CMPSCI 501: Theory of Computation

David Mix Barrington

Spring, 2016

Homework Assignment #2

Posted Tuesday 2 February 2016

Due on paper in class, Tuesday 16 February 2016 (Monday Schedule)

There are thirteen questions for 100 total points plus 20 extra credit. All but four are from the textbook, Introduction to the Theory of Computation by Michael Sipser (third edition, but the second edition numbers are the same for all but one last problem). Some problems are adapted as indicated. The number in parentheses following each problem is its individual point value.

Students are responsible for understanding and following the academic honesty policies indicated on this page.

• Problem B-1 (10): Recall that the index of a language, as defined in Problem 1.52, is the number of Myhill-Nerode classes it has, or equivalently the number of states in its minimal DFA. Give an example of a language X whose index is different from that of its reversal language X^R.

• Problem B-2 (15+10): Let Σ = {a, b}. Let Y be the set of strings over Σ that contain all four possible substrings. That is, Y is the intersection of the four languages Σ^*aaΣ^*, Σ^*abΣ^*, Σ^*baΣ^*, and Σ^*bbΣ^*.
  • (a, 5) Prove by any method that Y is a regular language.

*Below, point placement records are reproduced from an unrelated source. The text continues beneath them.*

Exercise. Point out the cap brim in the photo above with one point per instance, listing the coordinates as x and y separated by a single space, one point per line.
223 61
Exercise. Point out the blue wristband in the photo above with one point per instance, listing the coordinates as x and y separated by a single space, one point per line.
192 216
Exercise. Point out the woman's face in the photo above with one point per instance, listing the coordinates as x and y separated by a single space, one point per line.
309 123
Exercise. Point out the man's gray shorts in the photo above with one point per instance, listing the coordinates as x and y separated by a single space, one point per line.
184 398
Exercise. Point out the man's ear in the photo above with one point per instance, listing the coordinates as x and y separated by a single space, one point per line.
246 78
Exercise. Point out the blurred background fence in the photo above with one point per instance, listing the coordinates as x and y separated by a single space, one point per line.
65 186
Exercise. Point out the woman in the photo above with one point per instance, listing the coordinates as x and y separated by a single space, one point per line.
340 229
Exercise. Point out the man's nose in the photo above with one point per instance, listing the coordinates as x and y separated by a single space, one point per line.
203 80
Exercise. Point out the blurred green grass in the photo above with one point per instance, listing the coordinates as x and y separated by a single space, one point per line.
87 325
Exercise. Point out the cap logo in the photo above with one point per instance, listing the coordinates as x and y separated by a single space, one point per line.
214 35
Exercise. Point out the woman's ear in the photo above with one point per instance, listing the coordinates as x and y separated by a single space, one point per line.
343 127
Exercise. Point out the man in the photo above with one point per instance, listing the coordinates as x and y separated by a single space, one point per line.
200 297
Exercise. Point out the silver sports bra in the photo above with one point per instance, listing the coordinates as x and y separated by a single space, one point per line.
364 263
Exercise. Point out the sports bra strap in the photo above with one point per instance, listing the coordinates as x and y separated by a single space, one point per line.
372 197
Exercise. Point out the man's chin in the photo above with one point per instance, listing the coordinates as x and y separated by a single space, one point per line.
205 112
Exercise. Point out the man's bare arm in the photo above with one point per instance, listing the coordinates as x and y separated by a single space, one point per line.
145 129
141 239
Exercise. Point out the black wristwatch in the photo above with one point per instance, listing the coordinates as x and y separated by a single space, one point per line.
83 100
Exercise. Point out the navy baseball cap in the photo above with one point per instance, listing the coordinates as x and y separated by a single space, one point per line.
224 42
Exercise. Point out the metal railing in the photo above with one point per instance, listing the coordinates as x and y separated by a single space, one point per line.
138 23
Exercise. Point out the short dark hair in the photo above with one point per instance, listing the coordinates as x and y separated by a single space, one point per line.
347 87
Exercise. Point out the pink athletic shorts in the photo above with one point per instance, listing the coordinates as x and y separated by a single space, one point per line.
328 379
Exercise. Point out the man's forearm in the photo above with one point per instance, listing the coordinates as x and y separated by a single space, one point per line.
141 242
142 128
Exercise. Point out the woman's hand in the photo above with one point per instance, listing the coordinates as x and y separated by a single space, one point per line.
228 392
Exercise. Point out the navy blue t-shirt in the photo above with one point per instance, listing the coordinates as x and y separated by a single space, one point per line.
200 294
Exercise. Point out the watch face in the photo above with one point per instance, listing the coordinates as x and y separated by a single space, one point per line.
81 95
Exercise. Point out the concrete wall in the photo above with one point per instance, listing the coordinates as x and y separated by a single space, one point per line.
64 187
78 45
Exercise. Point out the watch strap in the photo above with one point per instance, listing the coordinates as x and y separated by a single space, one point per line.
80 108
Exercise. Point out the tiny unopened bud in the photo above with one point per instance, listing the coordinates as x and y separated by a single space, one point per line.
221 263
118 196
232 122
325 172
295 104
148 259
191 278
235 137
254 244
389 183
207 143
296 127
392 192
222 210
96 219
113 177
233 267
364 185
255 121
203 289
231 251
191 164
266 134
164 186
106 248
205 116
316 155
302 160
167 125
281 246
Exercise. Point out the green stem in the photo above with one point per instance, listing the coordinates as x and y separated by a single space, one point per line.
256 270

  • (b, 10) Give an explicit DFA whose language is Y.

  • (c, 10XC) Determine the exact index of Y, following the definition in Problem 1.52.

• Problem 1.38 (10).

• Problem 1.53 (5).

• Problem 1.62 (10).

• Exercise 2.1 (5)

• Exercise 2.2 (10)

• Exercise 2.9 (5)

• Exercise 2.10 (5)

• Exercise 2.15 (5)

• Problem 2.20 (10)

• Problem 2.24 (10 XC)

• Problem 2.47 (10). (This is not in the second edition so I will repeat the question here.) Let Σ = {0. 1} and let B be the collection of strings that contain at least one 1 in their second half. In other words, B = {uv: u ∈ Σ^*, v ∈ Σ^*1Σ^*, and |u| ≥ |v|}. (Recall that "|u|" is the length of the string u.)
  • (a) Give a PDA that recognizes B.

  • (b) Give a CFG thta generates B.

Last modified 2 February 2016